Uzun uzun düşünmek gerek. Uzun uzun düşündüğümüz bir dönemde yaşıyoruz. Uzun uzun dalıp düşünmek gerek: nereden geldik, nereye gidiyoruz.. nereye? İçine düştüğümüz kaosun gülünç olamayacak kadar gerçek bir simgesi var: İstanbul İl Milli Eğitim Müdürü, “müptela arı” projesini ortaya attı, yani arıların uyuşturucu bağımlısı yapılmasını, okullara salınarak uyuşturucu kullanan öğrencileri sokarak saptamalarını önerdi. Bu projenin ilkokul öğrencilerinden intihal edilmiş olabileceğiyle ilgili haberler bir yana, aynı yetkilinin Star gazetesinin çevirmen ismi taşımayan klasik eser kitaplığını tavsiye edenler arasında yer alması da bir yana, bir milli eğitim müdürünün genetik uzmanlık gerektiren ilgili öneriler getirebilmesinin akıldışılığı da bir yana, arıların nasıl denetleneceği sorusu da bir yana, uyuşturucu kullanan gençler için başka canlıların gözden çıkarılmış olması da bir yana, uyuşturucu kullandığı bu şekilde, herkesin ortasında arı sokmasıyla saptanan gençlere ne yapılacak? İtlaf mı edilecekler? Okul aile birliği aidatını ödeyemediği için sınıfın içinde utandırılan çocuklar sıradan bir şey artık, şimdi de sıkıntıları yüzünden bağımlılıklar edinmiş çocuklar için parlak aşağılama yöntemleri aramak mı moda olacak?

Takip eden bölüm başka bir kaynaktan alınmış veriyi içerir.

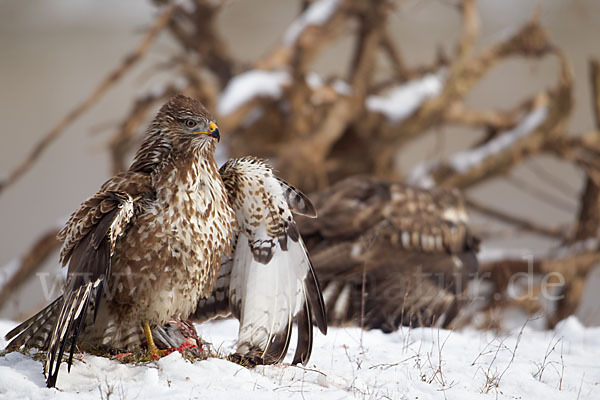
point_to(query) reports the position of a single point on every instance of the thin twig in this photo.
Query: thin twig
(75, 113)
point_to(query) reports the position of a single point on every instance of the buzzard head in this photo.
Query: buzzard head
(182, 125)
(187, 119)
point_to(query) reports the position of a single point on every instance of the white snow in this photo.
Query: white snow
(464, 160)
(418, 363)
(420, 175)
(8, 271)
(317, 13)
(249, 85)
(401, 101)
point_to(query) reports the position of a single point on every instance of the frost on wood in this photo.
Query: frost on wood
(401, 101)
(465, 160)
(249, 85)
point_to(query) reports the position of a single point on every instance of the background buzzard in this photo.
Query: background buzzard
(409, 250)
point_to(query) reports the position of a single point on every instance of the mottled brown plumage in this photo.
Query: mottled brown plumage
(412, 246)
(146, 247)
(268, 282)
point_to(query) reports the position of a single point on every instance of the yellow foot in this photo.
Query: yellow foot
(153, 352)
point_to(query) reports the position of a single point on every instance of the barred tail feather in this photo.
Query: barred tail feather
(67, 328)
(35, 332)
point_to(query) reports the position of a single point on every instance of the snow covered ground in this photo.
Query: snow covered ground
(347, 363)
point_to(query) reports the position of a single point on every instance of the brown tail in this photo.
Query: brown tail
(36, 331)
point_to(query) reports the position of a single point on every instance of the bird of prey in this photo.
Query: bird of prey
(149, 245)
(389, 254)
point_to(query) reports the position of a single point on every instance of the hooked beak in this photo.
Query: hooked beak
(213, 131)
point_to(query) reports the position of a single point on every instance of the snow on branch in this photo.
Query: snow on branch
(465, 160)
(401, 101)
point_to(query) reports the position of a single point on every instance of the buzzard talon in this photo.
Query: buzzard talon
(150, 243)
(154, 353)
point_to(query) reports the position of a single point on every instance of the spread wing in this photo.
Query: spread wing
(389, 254)
(89, 239)
(268, 282)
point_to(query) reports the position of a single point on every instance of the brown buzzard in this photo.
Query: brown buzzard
(408, 250)
(149, 245)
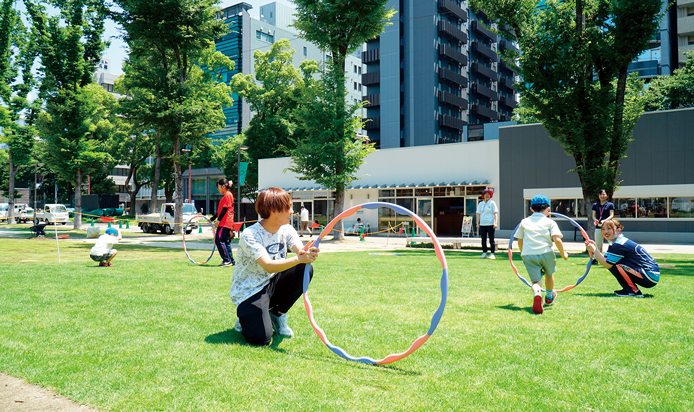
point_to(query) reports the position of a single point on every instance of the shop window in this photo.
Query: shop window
(651, 207)
(475, 190)
(564, 206)
(682, 207)
(404, 193)
(624, 207)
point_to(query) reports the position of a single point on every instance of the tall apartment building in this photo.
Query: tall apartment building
(685, 28)
(249, 34)
(432, 73)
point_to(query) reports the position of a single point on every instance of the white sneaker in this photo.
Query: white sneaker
(279, 324)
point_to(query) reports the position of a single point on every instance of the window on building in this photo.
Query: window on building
(264, 37)
(682, 207)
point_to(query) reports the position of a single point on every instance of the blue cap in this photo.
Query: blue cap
(539, 199)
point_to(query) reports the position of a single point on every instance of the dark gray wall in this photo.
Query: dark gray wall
(662, 153)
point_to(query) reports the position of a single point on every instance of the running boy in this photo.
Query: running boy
(103, 251)
(535, 236)
(638, 267)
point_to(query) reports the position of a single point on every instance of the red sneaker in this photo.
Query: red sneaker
(537, 304)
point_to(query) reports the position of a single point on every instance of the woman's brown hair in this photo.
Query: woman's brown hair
(272, 199)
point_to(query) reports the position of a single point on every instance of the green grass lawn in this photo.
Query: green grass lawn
(155, 332)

Türkiye yönetilmiyor, idare ediliyor, ya da daha doğrusu Türkiye’yi gerçekten yönetenler görünmüyor, idare edenler, oyalayanlar görünüyor. Tatsız bir ortaoyunu seyrediyoruz, seyredecek başka şey yok, bütün medya denetime alınmış durumda, idare edenlerin idaresine o da katılıyor, filmlerle, yarışma programlarıyla, promosyon kampanyalarıyla idare ediyor, oyalıyor bizi. Kötü bir ortam – herkesin günlük geçiminin güvencesizliğinin koyu kaygısıyla idare edilen hayatını idare ettiği kötü bir ortam. Eğitim amatör genetikçilerin idaresinde, ekonomi very special man’lerin, iktidar kimbilir kimin idaresinde..

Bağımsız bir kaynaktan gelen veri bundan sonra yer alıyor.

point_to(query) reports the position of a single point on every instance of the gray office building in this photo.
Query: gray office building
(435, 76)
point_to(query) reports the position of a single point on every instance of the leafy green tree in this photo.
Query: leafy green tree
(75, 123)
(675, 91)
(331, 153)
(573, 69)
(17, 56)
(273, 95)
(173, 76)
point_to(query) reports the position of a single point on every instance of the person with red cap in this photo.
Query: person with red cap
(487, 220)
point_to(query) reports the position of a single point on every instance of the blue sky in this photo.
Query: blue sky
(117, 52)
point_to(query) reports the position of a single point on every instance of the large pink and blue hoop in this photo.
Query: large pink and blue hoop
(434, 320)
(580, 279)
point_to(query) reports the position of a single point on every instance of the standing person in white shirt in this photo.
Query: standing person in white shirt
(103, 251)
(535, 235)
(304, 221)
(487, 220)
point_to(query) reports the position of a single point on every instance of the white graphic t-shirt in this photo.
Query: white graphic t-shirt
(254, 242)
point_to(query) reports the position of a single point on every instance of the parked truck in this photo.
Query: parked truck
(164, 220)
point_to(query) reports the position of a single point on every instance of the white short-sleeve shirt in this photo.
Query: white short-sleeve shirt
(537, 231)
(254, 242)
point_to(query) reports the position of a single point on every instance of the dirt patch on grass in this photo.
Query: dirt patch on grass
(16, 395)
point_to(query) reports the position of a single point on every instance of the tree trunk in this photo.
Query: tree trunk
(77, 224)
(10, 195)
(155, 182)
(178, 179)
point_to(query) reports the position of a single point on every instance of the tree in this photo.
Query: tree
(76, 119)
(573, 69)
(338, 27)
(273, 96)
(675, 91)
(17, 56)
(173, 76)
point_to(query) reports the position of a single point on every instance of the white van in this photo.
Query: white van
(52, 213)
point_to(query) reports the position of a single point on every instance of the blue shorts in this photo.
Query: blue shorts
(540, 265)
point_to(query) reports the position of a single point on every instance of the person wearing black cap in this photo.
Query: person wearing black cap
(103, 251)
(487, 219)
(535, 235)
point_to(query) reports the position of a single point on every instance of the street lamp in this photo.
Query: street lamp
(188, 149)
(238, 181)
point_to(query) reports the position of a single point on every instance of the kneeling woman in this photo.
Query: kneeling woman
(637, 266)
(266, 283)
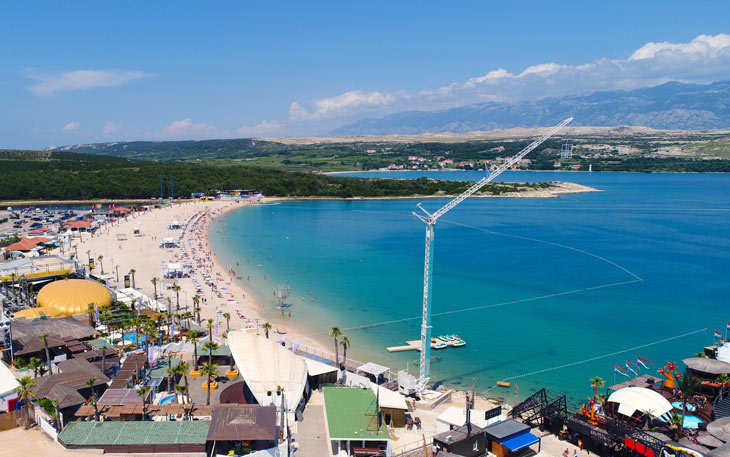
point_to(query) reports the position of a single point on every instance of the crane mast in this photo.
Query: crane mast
(430, 220)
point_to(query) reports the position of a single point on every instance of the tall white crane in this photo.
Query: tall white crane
(430, 220)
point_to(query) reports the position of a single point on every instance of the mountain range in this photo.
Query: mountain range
(672, 106)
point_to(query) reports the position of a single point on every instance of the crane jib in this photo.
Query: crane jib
(430, 220)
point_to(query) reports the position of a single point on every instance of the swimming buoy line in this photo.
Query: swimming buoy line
(635, 279)
(592, 359)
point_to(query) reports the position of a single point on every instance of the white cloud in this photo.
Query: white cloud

İşte böyle bir ortamda, Türkiye’nin en nitelikli aydın ve çevirmenlerinden birinin yazdığı yazıyı dikkatle, uzun uzun düşünerek okumak gerek. Ahmet Cemal’in, George Lukacs’tan Nietzsche’ye çok sayıda Almanca çevirinin sahibi, Yazko Çeviri ve BFS Çeviri dergilerinin editörü Ahmet Cemal’in 13 Mart 2008 gün, Cumhuriyet gazetesinde yayınladığı yazıyı uzun uzun düşünerek okumak gerekiyor. Yönetilmeyen Türkiye’de neler çevrildiğini, bir devletin neye çevrildiğini, nasıl idare edildiğini düşündüren bir yazı bu: çevirmenin umutsuzluğu.

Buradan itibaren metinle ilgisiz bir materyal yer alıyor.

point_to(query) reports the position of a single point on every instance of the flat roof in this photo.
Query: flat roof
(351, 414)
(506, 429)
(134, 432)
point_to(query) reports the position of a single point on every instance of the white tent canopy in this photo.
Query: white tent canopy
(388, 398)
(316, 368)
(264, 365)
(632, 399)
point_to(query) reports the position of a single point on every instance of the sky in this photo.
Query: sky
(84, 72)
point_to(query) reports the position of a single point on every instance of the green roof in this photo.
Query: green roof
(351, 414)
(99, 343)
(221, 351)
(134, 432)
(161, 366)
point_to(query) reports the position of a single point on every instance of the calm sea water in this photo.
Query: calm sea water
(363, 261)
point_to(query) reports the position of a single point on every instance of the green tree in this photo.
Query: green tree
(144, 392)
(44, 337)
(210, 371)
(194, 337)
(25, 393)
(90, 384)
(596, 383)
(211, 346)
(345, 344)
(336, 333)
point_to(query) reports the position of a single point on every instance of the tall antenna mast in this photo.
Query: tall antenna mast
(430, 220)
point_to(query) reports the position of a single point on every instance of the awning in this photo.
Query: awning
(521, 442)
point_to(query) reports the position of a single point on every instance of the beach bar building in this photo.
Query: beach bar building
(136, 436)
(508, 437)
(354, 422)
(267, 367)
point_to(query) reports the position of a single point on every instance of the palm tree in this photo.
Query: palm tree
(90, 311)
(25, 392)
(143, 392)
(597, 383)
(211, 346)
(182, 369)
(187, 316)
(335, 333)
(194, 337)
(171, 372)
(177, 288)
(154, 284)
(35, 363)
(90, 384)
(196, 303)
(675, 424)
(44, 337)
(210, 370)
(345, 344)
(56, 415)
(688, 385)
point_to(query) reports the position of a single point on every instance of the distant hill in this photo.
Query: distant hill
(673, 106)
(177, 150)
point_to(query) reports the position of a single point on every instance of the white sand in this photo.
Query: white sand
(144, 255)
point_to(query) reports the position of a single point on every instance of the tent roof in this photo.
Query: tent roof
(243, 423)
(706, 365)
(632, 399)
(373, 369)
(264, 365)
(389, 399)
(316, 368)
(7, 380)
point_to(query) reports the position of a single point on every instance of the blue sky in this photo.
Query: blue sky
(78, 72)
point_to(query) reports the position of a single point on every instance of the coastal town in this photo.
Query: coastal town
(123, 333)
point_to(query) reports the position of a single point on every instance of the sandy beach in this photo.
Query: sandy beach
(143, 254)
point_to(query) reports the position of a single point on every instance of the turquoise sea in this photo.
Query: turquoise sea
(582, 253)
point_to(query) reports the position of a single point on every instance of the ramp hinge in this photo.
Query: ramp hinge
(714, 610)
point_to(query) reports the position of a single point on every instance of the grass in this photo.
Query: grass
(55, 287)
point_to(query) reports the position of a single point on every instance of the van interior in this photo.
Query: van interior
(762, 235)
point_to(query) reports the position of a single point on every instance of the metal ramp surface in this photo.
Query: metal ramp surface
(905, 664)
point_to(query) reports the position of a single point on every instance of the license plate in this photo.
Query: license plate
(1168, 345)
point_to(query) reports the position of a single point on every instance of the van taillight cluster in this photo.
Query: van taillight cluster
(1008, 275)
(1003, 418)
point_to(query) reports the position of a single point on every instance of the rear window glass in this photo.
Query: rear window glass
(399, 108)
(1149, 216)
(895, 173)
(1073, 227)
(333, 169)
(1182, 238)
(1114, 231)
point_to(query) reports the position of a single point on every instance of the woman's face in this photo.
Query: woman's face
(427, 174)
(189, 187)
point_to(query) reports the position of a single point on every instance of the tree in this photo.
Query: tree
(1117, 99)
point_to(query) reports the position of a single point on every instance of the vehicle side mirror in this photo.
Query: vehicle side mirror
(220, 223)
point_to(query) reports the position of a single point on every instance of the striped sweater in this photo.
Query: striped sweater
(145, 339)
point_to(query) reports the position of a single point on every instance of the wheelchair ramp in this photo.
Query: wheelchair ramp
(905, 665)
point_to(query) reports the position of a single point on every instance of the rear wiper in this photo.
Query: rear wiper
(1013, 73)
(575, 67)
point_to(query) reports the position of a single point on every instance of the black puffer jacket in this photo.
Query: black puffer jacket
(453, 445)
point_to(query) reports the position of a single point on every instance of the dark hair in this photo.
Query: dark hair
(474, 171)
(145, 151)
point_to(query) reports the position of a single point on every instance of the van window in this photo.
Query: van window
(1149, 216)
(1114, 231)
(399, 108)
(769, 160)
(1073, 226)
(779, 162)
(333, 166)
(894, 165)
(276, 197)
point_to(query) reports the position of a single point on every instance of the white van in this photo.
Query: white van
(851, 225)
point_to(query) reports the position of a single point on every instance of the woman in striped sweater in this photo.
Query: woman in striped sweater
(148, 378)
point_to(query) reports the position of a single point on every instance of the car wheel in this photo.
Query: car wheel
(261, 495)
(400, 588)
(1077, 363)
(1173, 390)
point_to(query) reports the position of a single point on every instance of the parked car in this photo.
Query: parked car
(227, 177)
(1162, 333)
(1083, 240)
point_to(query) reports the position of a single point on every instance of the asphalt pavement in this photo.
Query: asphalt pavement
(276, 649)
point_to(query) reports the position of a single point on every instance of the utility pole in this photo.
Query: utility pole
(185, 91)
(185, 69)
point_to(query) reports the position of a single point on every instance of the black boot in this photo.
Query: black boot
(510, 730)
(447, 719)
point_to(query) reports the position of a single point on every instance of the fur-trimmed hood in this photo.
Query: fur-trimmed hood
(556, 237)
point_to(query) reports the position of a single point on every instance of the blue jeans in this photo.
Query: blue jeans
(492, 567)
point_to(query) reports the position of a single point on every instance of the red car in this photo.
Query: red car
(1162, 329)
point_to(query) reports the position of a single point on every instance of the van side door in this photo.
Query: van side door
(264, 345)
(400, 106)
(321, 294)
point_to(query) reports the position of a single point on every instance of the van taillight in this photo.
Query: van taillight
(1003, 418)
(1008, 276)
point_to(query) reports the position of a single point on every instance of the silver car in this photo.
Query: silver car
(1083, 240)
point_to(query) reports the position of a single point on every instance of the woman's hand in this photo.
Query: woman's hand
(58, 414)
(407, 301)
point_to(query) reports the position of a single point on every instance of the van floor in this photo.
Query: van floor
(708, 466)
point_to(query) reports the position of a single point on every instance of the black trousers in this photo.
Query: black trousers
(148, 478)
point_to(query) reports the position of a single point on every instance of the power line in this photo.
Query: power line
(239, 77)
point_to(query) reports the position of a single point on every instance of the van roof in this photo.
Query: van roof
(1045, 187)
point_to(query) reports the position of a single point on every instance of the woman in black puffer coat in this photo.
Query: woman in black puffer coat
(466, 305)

Hayır, Türk Olmayı Beceremedik!

Önce Mustafa Kemal Atatürk’ ün Türk gençliğine söylediklerinden bir alıntı: “…Bir gün, istiklâl ve cumhuriyeti müdafaa mecburiyetine düşersen, vazifeye atılmak için, içinde bulunacağın vaziyetin imkân ve şeraitini düşünmeyeceksin! Bu imkân ve şerait, çok nâmüsait bir mahiyette tezahür edebilir. İstiklâl ve cumhuriyetine kastedecek düşmanlar, bütün dünyada emsali görülmemiş bir galibiyetin mümessili olabilirler. Cebren ve hile ile aziz vatanın, bütün kaleleri zaptedilmiş (…) olabilir. Bütün bu şeraitten daha elim ve daha vâhim olmak üzere, memleketin dahilinde, iktidara sahip olanlar gaflet ve dalâlet ve hatta hıyanet içinde bulunabilirler. Hatta bu iktidar sahipleri şahsî menfaatlerini, müstevlilerin siyasî emelleriyle tevhid edebilirler. Millet, fakr ü zaruret içinde harap ve bitap düşmüş olabilir. Ey Türk istikbalinin evlâdı! İşte; bu ahval ve şerait içinde dahi, vazifen; Türk istiklâl ve cumhuriyetini kurtarmaktır! Muhtaç olduğun kudret, damarlarındaki asil kanda, mevcuttur! ”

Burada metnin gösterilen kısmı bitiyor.